Not another bullet-hole was to be found.
"When did you do it?" I asked of Bhima. "I knew not that you had fired at all."
"When he made his first leap from the thicket," he said quietly. "I feared he was going to land directly on you. The shot turned him."
At this the three discomfited claimants of the tiger-skin (which belongs to him who kills) with the heartiest English good-nature burst into roars of laughter, each at himself as well as the others, and warmly shook Bhima's hand amid a general outbreak of applause from the whole company.
Then amid a thousand jokes the tiffin-baskets were brought out, and we had a royal lunch while the tiger was "padded"—i.e., placed on one of the unoccupied elephants; and finally we got us back to camp, where the rest of the day was devoted to dinner and cheroots.
From the tiger to the town, from the cries of jackals to those of street-venders,—this is an easy transition in India; and it was only the late afternoon of the second day after the tiger-hunt when my companion and I were strolling along the magnificent Esplanade of Calcutta, having cut across the mountains, elephant-back, early in the morning to a station where we caught the down-train.
Solidity, wealth, trade, ponderous ledgers, capacious ships' bottoms, merchandise transformed to magnificence, an ample-stomached bourgeoisie,—this is what comes to one's mind as one faces the broad walk in front of Fort William and looks across the open space to the palaces, the domes, the columns of modern and English Calcutta; or again as one wanders along the strand in the evening when the aristocrats of commerce do congregate, and, as it were, gazette the lengths of their bank-balances in the glitter of their equipages and appointments; or again as one strolls about the great public gardens or the amplitudes of Tank Square, whose great tank of water suggests the luxury of the dwellers hereabout; or the numerous other paths of comfort which are kept so by constant lustrations from the skins of the water-bearers. The whole situation seems that of ease and indulgence. The very circular verandahs of the rich men's dwellings expand like the ample vests of trustees and directors after dinner. The city extends some four and a half miles along the left bank of the Hooghly, and its breadth between the "Circular Road" and the river is about a mile and a half. If one cuts off from this space that part which lies south of a line drawn eastward from the Beebee Ross Ghât to the Upper Circular Road—the northern portion thus segregated being the native town—one has a veritable city of palaces; and when to these one adds the magnificent suburbs lying beyond the old circumvallation of the "Mahratta Ditch"—Chitpore, Nundenbagh, Bobar, Simla, Sealdah, Entally, Ballygunge, Bhovaneepore, Allypore, Kidderpore—together with the riverward-sloping lawns and stately mansions of "Garden Reach" on the sea-side of town, and the great dockyards and warehouses of the right bank of the river opposite the city, one has enclosed a space which may probably vie with any similar one in the world for the appearances and the realities of wealth within it.
But if one should allow this first impression of Calcutta—an impression in which good eating and the general pampering of the flesh seem to be the most prominent features—to lead one into the belief that here is nothing but money-making and grossness, one would commit a serious mistake. It is among the rich babous, or commercial natives, of Calcutta that the remarkable reformatory movement known as "Young India" has had its origin, and it would really seem that the very same qualities of patience, of prudence, of foresight and of good sense which have helped these babous to accumulate their wealth are now about being applied to the nobler and far more difficult work of lifting their countrymen out of the degradations of old outworn customs and faiths upon some higher plane of reasonable behavior.
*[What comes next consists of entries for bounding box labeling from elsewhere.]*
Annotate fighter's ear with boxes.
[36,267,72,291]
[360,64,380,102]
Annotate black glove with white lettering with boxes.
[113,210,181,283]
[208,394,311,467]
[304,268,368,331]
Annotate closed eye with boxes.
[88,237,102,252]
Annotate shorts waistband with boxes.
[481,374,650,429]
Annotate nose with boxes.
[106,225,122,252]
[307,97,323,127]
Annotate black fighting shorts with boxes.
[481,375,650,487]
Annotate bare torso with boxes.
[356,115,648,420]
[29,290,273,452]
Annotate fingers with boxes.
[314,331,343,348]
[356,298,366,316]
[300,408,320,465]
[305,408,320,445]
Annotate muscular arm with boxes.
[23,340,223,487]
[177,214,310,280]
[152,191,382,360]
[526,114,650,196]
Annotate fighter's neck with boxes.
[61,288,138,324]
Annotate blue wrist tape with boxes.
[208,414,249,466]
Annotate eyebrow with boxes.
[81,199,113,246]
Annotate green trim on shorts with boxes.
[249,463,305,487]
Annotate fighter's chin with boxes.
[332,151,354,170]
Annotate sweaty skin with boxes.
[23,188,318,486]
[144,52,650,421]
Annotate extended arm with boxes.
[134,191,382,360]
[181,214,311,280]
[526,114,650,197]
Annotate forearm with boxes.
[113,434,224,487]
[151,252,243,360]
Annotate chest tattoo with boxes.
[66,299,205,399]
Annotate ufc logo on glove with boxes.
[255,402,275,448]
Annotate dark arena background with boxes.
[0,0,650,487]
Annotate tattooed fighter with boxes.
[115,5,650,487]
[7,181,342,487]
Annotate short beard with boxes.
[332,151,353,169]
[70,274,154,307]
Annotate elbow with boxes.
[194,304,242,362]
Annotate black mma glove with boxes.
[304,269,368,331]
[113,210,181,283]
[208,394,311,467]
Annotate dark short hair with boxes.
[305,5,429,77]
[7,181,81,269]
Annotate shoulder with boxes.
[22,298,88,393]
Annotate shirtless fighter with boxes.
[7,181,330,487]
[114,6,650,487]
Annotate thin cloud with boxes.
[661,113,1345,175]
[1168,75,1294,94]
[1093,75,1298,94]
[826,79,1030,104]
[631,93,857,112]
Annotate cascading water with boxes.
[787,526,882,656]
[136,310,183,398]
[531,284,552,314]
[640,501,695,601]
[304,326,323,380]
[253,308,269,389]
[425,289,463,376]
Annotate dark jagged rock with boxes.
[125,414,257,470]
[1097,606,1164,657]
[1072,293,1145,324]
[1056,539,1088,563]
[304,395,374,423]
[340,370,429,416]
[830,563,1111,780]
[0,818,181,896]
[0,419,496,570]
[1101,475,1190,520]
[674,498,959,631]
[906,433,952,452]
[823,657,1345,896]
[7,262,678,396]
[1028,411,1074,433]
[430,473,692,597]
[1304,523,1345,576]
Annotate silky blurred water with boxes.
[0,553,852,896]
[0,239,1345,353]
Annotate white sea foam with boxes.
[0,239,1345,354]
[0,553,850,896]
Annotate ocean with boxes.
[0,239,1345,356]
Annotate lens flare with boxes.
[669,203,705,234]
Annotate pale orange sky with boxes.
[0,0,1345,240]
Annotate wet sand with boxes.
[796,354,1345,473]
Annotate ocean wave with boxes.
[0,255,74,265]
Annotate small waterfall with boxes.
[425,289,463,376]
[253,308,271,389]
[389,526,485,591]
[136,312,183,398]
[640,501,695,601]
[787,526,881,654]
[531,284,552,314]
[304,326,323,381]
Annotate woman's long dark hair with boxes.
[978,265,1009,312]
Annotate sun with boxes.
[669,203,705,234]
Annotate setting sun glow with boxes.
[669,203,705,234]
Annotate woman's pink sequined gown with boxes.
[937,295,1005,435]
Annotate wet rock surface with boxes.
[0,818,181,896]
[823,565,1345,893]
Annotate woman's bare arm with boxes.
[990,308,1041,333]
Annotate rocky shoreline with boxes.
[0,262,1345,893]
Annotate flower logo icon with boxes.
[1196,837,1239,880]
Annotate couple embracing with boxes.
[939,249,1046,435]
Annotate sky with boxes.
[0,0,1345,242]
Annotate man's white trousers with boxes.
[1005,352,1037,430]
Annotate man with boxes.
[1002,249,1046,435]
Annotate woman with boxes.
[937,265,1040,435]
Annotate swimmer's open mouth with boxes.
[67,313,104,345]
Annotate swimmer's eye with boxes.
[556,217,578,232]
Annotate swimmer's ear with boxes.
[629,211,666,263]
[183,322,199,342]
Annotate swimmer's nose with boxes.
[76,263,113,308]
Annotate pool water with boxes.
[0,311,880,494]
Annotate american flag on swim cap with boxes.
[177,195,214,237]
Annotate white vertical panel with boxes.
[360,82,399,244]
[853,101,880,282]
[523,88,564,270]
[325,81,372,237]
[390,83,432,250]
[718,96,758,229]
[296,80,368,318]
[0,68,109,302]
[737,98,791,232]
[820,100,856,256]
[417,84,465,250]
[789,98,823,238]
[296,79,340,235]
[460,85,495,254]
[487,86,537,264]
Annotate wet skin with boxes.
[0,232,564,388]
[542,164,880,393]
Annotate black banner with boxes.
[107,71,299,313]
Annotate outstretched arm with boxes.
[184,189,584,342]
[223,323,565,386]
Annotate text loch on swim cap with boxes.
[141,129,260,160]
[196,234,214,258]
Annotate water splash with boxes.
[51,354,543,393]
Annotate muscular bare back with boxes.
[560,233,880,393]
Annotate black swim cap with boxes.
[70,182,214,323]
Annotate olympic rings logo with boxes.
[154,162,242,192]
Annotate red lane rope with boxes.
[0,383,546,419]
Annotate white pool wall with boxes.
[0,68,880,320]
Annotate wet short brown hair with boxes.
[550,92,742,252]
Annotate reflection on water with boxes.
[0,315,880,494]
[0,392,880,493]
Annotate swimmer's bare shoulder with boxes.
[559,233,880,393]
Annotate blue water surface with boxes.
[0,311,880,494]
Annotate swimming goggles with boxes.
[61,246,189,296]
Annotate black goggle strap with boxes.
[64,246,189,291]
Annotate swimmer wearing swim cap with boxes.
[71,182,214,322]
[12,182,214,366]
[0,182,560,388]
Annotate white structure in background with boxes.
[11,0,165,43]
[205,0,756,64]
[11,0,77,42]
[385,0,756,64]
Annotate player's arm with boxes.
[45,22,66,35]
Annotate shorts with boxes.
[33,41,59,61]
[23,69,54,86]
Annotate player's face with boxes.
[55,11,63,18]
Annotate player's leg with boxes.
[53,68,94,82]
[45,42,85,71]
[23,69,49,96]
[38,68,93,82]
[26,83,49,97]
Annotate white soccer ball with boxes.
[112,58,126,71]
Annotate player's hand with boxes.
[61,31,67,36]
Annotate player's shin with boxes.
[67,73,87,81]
"In truth," said Bhima Gandharva to me one day as were taking our customary stroll along the Esplanade, "you have now been from the west of this country to the east of it. You have seen the Past of India: I wish that you may have at least a glimpse of its Future. Here comes a young babou of my acquaintance, to whom I will make you known. He is an enthusiastic member of 'Young India:' he has received a liberal education at one of the numerous schools which his order has so liberally founded in modern years, and you will, I am convinced, be pleased with the wisdom and moderation of his sentiments."